Understanding the Engine Behind LLMs
Understanding the Engine Behind LLMs - Delving beyond buzzwords for effective implementation.
Dr Abiodun B Yusuf - Chief Innovations Officer - Qalhata Tech
8/23/20252 min read


From Foundation to Conversation: Understanding the Engine Behind LLMs
This is a very short primer on "Why foundational models matter, how LLMs fit in, and what this means for the future of AI engineering and human–machine collaboration."
Introduction
There is little contest to the notion that, Large language models (LLMs), such as GPT, Claude, and LLaMA, are now at the forefront of what we now colloquially refer to as Artificial Intelligence "AI", powering everything from conversational agents to creative assistants.
What many don’t realise however, is that these systems are built atop a more general paradigm of foundational models—massive pre-trained networks that underpin modern AI capabilities.
What Are Foundational Models?
Great question! These models (approximations of reality) are trained on vast and varied datasets and are designed for general-purpose learning—applicable across language, vision, code, robotics, and more.

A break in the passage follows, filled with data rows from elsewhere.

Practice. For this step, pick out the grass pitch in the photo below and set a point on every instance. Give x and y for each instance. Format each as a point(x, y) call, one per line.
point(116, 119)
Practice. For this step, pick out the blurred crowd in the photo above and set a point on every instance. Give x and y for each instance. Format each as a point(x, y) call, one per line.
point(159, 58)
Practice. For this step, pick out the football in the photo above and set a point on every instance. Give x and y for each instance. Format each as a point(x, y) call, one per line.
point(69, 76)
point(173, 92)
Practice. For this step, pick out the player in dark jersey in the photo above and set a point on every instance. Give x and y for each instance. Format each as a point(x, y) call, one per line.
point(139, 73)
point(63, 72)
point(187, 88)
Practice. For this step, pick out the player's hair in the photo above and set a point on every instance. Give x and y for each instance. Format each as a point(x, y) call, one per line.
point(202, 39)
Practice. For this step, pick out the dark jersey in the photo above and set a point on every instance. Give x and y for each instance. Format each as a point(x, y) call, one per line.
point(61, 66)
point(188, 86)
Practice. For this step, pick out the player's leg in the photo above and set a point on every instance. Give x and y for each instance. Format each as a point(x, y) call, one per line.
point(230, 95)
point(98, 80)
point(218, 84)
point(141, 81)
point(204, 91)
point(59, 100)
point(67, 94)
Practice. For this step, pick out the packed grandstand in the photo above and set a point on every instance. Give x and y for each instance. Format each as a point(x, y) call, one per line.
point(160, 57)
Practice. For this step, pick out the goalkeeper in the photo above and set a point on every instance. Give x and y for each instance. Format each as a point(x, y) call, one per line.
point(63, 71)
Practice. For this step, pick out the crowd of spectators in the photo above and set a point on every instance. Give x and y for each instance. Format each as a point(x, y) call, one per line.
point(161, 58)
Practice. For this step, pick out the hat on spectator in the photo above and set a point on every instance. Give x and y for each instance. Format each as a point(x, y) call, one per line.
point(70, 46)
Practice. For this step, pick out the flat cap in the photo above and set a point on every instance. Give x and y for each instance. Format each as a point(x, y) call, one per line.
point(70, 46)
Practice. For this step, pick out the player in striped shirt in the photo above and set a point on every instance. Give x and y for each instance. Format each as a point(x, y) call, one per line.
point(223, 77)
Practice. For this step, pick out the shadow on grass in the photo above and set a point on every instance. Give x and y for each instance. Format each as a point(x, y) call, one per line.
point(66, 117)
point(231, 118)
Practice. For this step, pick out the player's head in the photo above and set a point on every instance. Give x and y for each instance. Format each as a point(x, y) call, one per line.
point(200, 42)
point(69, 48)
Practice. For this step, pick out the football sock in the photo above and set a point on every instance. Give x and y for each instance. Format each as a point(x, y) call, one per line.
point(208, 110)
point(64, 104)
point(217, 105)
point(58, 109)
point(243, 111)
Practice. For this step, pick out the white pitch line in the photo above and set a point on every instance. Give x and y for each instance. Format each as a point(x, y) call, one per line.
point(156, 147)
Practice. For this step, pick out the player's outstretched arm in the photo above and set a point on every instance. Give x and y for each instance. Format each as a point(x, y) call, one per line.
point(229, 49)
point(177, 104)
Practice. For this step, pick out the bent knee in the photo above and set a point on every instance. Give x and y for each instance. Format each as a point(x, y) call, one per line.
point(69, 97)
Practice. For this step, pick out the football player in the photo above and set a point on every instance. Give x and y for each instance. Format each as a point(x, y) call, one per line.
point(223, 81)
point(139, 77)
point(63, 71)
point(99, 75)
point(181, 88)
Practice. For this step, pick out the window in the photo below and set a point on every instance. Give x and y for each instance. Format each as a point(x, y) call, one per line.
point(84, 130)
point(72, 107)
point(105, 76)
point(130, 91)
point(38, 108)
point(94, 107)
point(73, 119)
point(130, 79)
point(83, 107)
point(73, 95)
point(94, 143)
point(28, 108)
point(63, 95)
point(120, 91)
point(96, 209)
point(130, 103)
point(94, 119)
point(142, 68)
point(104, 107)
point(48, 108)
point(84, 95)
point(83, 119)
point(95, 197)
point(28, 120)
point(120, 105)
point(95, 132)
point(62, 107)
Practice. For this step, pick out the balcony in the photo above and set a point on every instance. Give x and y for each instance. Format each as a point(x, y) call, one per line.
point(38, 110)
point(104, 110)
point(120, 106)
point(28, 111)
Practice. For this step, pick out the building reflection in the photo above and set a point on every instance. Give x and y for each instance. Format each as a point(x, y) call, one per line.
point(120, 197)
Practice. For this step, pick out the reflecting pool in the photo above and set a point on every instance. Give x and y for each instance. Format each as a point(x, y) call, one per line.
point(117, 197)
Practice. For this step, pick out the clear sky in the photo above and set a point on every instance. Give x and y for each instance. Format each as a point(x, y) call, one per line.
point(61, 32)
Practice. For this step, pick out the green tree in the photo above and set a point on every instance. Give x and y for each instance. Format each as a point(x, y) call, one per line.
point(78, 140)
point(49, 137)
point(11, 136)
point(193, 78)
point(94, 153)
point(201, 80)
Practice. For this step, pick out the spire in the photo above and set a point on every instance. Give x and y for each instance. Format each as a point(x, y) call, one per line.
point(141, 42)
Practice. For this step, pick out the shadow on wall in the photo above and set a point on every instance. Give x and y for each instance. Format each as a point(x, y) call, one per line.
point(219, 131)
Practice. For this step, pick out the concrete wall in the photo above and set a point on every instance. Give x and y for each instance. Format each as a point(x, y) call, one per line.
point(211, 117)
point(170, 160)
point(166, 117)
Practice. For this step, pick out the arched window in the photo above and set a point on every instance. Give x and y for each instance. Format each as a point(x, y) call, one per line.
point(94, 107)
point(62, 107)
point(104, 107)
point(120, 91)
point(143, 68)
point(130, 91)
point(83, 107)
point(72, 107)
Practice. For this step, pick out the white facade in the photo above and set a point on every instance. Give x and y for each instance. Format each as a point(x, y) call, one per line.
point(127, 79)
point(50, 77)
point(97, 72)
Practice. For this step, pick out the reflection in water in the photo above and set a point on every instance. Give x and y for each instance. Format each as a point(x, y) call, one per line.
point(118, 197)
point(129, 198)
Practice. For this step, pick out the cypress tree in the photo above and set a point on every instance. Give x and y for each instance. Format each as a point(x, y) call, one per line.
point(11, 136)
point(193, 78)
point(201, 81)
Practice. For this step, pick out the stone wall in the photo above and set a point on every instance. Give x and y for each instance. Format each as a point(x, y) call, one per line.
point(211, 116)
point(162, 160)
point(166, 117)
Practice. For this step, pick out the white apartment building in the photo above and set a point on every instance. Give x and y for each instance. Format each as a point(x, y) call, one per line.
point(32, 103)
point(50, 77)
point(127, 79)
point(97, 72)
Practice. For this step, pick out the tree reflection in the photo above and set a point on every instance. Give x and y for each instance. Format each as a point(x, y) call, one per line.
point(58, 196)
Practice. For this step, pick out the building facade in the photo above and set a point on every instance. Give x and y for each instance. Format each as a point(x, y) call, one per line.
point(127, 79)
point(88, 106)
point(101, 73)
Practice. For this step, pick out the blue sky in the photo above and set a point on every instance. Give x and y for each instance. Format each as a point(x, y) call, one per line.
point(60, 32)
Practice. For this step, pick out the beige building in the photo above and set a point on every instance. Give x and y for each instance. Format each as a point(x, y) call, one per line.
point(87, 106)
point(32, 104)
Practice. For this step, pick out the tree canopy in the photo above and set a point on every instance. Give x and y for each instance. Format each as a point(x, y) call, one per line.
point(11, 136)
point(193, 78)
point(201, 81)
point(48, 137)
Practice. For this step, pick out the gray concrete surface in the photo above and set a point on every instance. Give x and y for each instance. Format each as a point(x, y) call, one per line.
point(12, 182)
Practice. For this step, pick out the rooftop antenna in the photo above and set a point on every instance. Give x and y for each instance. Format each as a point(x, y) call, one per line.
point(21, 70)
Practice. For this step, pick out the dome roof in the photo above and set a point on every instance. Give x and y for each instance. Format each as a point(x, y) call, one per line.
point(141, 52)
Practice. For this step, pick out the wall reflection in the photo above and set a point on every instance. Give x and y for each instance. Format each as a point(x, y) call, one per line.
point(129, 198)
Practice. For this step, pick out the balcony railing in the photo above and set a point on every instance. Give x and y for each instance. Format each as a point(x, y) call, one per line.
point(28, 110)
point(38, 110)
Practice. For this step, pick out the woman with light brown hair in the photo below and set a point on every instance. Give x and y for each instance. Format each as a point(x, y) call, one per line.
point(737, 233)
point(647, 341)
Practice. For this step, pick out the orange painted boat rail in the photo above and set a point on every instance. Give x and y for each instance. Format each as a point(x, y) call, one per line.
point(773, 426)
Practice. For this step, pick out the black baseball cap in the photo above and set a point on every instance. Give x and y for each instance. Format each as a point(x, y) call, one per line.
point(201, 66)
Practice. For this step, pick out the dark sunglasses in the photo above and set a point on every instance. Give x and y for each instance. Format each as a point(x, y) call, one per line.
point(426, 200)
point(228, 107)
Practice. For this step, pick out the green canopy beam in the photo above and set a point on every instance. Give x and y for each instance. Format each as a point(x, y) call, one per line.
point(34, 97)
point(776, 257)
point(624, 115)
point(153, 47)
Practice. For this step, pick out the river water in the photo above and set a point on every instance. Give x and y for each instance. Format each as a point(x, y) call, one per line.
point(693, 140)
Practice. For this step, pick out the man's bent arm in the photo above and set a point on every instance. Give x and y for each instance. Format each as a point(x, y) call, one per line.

Scale: Trained on petabytes of data
Adaptability: Flexible across domains and tasks
Transferability: Can be fine-tuned or prompted
Architectures: Transformers, diffusion models, multimodal systems
https://arxiv.org/abs/2108.07258 - Bommasani et al, 2021 - Stanford
What Are Large Language Models (LLMs)?
These so called LLMs ( literally because of how much data you need to make it work) are foundational models specialising in natural language. They are tuned to understand and generate text, from summarisation to translation to conversation. The paper below on "Attention" mechanism is a great deep-dive for the interested reader
Popular examples of LLMs which you are likely to have come across, include OpenAI’s GPT‑4, Meta’s LLaMA, Google’s Gemini, and Anthropic’s Claude.
PaperLink: Vaswani et al., 2017 – “Attention is All You Need”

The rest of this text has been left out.